厂房内部是一个直径两百米的圆形空间,中央有一座三层楼高的熔炉,六条传送带呈放射状将工作台连接至熔炉入口。工人们在各自的工位上重复着同一个动作:用气动锤敲打一块块暗红色的金属锭,每次敲击必须达到压力传感器设定的阈值,否则面前的红灯会亮起,项圈会释放一次微弱但令人烦躁的电流。
“这不是惩罚,”她旁边工位一个四十岁左右的女人机械地说,手上的锤击节奏分毫不差,“是纠正。纠正你的懒惰,纠正你的分心。”
小禧模仿着动作,同时调动起情绪捕手的感知力。空气中弥漫着多层次的愤怒:表层是因重复劳作产生的烦躁;中层是因项圈控制产生的屈辱感;深层则是一种更黑暗的东西——被系统化剥夺希望后产生的、近乎纯粹的毁灭冲动。
更精妙的是,她能感知到一股外来的情绪流正在厂房中循环。从中央熔炉顶部的扩散器释放,无色无味,但能直接作用于杏仁核。她屏住呼吸三秒,捕捉到一丝样本——情绪催化剂。
分析结果在她意识中浮现:复合配方,以泪城地下水中的逻辑碎片为基础,但加入了三种新的催化成分。其中一种成分她在父亲笔记里见过标记:“理性之主的逻辑碎片,提取自初代方尖碑基底岩层,具有强制思维线性化的特性。”另外两种未知,但分子结构显示出明显的人工合成痕迹。

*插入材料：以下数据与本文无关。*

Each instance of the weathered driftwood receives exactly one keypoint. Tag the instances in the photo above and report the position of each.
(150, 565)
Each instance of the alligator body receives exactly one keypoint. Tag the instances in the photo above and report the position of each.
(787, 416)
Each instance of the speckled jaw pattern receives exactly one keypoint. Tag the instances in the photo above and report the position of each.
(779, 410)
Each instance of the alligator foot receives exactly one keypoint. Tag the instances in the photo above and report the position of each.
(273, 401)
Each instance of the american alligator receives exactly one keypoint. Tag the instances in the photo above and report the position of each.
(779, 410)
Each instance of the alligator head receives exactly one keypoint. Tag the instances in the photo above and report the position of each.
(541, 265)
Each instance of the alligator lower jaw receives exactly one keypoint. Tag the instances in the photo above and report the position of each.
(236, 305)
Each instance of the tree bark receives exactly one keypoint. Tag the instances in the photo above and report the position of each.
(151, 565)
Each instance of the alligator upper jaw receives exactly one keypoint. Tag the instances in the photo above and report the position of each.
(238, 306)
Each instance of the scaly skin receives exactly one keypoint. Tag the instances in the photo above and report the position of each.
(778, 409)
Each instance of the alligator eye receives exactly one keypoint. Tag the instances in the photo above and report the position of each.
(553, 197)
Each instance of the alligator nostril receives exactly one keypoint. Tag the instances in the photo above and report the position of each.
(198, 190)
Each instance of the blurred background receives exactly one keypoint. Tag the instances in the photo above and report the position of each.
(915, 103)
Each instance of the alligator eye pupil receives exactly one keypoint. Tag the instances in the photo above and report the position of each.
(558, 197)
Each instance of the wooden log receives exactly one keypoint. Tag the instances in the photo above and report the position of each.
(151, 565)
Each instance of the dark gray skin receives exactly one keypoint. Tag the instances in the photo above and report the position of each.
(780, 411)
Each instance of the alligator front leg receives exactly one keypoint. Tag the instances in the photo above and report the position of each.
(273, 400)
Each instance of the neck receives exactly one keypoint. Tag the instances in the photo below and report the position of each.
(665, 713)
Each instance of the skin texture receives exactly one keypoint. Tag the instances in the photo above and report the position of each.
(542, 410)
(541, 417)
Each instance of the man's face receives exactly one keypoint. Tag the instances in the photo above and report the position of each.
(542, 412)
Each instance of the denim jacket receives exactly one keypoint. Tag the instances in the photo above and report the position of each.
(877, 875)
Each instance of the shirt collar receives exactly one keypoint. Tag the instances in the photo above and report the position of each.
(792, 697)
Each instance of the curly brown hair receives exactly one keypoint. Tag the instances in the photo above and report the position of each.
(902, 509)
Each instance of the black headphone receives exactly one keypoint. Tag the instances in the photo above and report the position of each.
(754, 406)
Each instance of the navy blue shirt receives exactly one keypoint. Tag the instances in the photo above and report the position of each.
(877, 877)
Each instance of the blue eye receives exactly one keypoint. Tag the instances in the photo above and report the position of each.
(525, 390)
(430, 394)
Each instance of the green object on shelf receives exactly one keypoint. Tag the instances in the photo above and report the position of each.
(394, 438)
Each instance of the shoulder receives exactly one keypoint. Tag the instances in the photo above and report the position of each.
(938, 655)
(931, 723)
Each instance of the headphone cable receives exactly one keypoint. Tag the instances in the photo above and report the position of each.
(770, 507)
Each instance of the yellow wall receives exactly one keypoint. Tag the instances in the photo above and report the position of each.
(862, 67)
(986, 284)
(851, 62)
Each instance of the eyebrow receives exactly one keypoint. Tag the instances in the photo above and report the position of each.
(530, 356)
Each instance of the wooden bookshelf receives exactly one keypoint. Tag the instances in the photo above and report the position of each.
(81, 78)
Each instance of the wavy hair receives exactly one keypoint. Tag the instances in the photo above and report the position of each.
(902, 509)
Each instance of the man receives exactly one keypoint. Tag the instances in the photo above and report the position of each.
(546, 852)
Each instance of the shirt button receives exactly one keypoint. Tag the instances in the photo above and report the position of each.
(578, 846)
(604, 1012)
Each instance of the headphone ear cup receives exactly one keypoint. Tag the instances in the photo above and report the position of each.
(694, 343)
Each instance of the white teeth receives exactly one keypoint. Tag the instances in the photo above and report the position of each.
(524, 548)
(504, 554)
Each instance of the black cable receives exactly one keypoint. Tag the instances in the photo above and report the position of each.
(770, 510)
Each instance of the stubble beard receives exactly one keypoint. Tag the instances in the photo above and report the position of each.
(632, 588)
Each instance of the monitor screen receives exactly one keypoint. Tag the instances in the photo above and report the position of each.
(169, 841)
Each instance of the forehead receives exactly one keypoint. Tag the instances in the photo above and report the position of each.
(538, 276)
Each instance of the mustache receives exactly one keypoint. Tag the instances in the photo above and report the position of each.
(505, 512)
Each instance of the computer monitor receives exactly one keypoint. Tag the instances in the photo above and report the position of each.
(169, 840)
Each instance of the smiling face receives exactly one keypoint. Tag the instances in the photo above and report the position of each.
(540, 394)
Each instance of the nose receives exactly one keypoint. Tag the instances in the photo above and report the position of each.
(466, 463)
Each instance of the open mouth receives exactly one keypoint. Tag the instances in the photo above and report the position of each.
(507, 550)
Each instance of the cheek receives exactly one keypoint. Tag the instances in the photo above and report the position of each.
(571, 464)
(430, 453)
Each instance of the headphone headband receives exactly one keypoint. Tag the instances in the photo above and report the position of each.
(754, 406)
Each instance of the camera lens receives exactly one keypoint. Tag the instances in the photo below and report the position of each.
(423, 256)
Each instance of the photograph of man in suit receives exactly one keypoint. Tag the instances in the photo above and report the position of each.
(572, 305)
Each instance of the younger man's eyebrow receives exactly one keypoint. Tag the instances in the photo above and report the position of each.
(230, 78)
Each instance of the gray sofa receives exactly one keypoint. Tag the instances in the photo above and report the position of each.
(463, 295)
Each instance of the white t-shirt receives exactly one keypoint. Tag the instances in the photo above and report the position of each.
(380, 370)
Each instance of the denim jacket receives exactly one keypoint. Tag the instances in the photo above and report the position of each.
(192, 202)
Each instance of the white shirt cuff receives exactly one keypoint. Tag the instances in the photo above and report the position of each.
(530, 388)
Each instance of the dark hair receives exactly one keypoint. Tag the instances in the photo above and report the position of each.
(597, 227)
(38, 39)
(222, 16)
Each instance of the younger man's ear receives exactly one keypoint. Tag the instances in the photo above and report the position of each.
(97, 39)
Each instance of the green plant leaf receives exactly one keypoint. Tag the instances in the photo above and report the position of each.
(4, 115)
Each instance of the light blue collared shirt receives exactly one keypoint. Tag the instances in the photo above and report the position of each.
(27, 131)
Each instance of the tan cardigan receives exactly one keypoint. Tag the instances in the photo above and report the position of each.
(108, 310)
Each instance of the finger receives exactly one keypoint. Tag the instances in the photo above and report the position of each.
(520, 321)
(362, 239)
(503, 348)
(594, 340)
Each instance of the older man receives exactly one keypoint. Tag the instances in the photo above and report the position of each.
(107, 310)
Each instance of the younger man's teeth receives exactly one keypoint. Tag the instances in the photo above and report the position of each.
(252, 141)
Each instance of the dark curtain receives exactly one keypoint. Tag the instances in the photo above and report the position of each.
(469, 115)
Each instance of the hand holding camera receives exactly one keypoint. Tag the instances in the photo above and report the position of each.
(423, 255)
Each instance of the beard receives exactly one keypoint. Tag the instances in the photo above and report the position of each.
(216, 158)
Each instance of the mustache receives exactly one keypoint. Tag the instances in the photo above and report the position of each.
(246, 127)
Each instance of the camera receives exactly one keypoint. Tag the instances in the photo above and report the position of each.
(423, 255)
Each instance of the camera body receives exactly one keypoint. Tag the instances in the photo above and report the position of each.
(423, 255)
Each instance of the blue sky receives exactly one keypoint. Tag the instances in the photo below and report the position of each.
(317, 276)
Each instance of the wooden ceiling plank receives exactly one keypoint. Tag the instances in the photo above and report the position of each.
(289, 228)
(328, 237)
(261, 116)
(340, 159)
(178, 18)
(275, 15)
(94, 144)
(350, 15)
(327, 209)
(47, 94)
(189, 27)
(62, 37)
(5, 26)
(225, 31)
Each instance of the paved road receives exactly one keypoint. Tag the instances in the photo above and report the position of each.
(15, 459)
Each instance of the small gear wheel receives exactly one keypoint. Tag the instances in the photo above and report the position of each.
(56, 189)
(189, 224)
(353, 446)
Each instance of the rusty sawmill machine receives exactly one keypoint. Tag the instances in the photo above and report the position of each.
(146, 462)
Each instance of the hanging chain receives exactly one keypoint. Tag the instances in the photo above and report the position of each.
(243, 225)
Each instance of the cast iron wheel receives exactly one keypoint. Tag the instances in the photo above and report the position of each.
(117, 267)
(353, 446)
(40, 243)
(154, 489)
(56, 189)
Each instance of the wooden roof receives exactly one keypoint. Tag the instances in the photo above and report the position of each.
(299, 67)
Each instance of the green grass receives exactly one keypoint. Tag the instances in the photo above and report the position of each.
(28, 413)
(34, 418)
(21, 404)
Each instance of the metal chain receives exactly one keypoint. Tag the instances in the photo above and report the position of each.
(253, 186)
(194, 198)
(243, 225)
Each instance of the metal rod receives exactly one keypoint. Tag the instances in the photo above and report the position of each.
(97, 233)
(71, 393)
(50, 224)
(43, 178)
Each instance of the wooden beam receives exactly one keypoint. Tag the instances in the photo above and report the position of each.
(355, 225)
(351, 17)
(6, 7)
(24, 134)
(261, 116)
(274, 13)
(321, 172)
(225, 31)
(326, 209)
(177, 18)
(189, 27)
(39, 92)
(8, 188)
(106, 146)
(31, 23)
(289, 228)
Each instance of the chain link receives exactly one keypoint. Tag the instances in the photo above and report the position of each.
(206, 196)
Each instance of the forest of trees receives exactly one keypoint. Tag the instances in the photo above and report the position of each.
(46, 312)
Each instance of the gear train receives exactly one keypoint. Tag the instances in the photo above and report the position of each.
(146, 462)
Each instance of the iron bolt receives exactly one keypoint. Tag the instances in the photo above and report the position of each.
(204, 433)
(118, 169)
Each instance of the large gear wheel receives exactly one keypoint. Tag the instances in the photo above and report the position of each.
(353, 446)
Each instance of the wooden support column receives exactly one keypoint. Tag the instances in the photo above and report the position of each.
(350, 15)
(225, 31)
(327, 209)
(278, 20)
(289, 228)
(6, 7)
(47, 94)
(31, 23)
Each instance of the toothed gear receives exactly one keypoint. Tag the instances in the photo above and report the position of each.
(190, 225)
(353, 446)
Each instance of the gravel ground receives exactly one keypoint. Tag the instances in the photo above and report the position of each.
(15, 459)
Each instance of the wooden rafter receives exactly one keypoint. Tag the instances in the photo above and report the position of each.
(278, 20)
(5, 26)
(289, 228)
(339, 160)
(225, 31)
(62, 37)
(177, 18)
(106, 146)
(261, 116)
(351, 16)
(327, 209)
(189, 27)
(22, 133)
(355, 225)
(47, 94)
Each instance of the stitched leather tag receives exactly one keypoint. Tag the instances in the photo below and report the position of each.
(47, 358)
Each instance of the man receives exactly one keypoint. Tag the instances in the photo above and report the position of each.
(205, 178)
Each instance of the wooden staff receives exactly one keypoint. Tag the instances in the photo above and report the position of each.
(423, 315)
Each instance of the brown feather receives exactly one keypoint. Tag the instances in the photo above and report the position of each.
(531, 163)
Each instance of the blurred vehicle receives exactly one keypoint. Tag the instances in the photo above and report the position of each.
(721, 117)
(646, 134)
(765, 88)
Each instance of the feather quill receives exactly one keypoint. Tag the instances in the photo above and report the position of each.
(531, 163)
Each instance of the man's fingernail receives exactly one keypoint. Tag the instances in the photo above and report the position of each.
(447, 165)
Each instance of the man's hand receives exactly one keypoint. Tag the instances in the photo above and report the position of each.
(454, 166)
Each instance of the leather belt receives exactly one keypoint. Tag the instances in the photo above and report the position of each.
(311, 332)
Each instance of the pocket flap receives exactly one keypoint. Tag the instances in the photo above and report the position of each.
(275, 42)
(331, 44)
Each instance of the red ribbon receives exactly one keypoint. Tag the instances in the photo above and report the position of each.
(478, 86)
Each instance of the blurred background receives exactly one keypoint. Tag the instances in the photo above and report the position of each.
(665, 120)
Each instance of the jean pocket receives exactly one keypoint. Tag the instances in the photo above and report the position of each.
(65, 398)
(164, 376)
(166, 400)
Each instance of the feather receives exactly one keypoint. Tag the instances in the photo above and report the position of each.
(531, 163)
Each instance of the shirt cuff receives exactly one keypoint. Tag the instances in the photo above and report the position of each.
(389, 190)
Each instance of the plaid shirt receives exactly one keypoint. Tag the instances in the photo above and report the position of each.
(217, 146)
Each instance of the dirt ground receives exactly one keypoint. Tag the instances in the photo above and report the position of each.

“这种技术来自哪里?” 小禧一边敲击金属锭,一边思考。泪城毒素是自然渗出的副产物,而这里的催化剂是经过精心调配的工业化产品。配方中理性之主碎片的纯度极高,需要专业设备提取。这意味着,运营这个工厂的势力,要么曾深入方尖碑内部,要么从某个拥有古老技术的组织中获得了原料。
她的思路被一阵柔和的电流打断。项圈内电极微微发热,释放出微弱的奖励信号——因为她刚刚连续十分钟保持标准敲击力度和频率。电流刺激多巴胺分泌,产生短暂的愉悦感。
手腕上的指示灯从黄变绿。
“顺从状态,”小禧立刻意识到,“项圈在训练条件反射:服从指令获得奖励,反抗或懈怠获得惩罚。但关键不是简单的行为控制——”
她闭上眼睛,将感知力集中到项圈本身。内部结构比看起来复杂:除了电极和微型电池,还有一个情绪传感器,能实时监测佩戴者的肾上腺素、皮质醇水平和脑电波模式。当检测到“顺从”或“满足”的情绪组合时,奖励电路自动激活。